Coastal Culture The DR’s hundreds of miles of coastline – some of it picturesque white-sand beaches shaded by rows of palm trees, other parts lined dramatically with rocky cliffs or backed by wind-swept dunes or serene mangrove lagoons – define the country. Whether it’s fishing villages where the shoreline is used for mooring boats, indulgent tourist playgrounds with aquamarine waters, small towns where the social glue is all-night merengue blasting from modest corner stores, or cities like Santo Domingo, the Caribbean’s largest, the sea is the common denominator, symbolizing both limits and escapes. Even with their glory days behind them, former engines of industry like crumbling San Pedro de Macoris or Puerto Plata still see waves crash over their Malecóns.
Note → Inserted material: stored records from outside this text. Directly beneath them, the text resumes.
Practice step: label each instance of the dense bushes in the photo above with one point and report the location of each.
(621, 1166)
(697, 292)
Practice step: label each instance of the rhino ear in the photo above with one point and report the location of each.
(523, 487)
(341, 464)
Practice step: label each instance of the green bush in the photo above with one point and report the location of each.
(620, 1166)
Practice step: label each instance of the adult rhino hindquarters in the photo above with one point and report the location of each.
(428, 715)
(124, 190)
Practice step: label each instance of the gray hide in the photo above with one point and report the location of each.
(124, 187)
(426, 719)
Some of the bays and coves where pirates once roamed are the temporary home of thousands of migrating humpback whales, and part of an extensive network of parks and preserves safeguarding the country’s natural patrimony.
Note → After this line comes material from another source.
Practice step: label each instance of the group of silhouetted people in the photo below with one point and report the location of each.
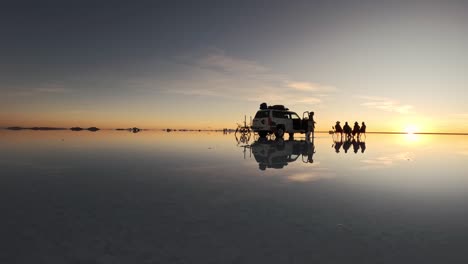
(350, 133)
(357, 144)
Peaks & Valleys Beyond the capital, much of the DR is distinctly rural: driving in the vast fertile interior, you’ll see cows and horses grazing alongside the roads, tractors ploughing large fields, and trucks and burros loaded down with produce. Further inland you’ll encounter vistas reminiscent of the European Alps, rivers carving their way through lush jungle and stunning waterfalls, small towns where life revolves around the Parque Central, and villages ruled by the sun’s rhythms. Four of the five highest peaks in the Caribbean rise above the fertile lowlands surrounding Santiago and remote deserts extend through the southwest, giving the DR a physical and cultural complexity not found on other islands.
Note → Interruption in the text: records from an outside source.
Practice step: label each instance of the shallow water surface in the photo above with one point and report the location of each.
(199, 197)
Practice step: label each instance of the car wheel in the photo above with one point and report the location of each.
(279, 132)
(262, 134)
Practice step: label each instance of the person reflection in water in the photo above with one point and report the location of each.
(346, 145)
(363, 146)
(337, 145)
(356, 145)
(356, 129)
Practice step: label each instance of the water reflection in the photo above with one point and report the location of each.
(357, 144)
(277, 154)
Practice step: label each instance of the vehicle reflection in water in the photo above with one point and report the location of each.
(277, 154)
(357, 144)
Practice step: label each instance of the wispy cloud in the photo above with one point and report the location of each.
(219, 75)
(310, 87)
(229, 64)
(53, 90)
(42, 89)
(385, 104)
Past Present The country’s roller-coaster past, a history of migrations of various peoples, is writ large in the diversity of ethnicities, not to mention the physical design of its towns and cities. Santo Domingo’s Zona Colonial exudes romance with white-washed and pastel-colored buildings, flowers blooming through wrought-iron filigree, beautifully restored monasteries and cobblestone streets where conquistadors once roamed. The crumbling gingerbread homes of Puerto Plata and Santiago remain from more prosperous eras, and scars from decades of misrule are marked by monuments where today people gather to celebrate. New communities have arisen only a few kilometers from the ruins where Christopher Columbus strode and where the indigenous Taíno people left physical traces of their presence carved onto rock walls.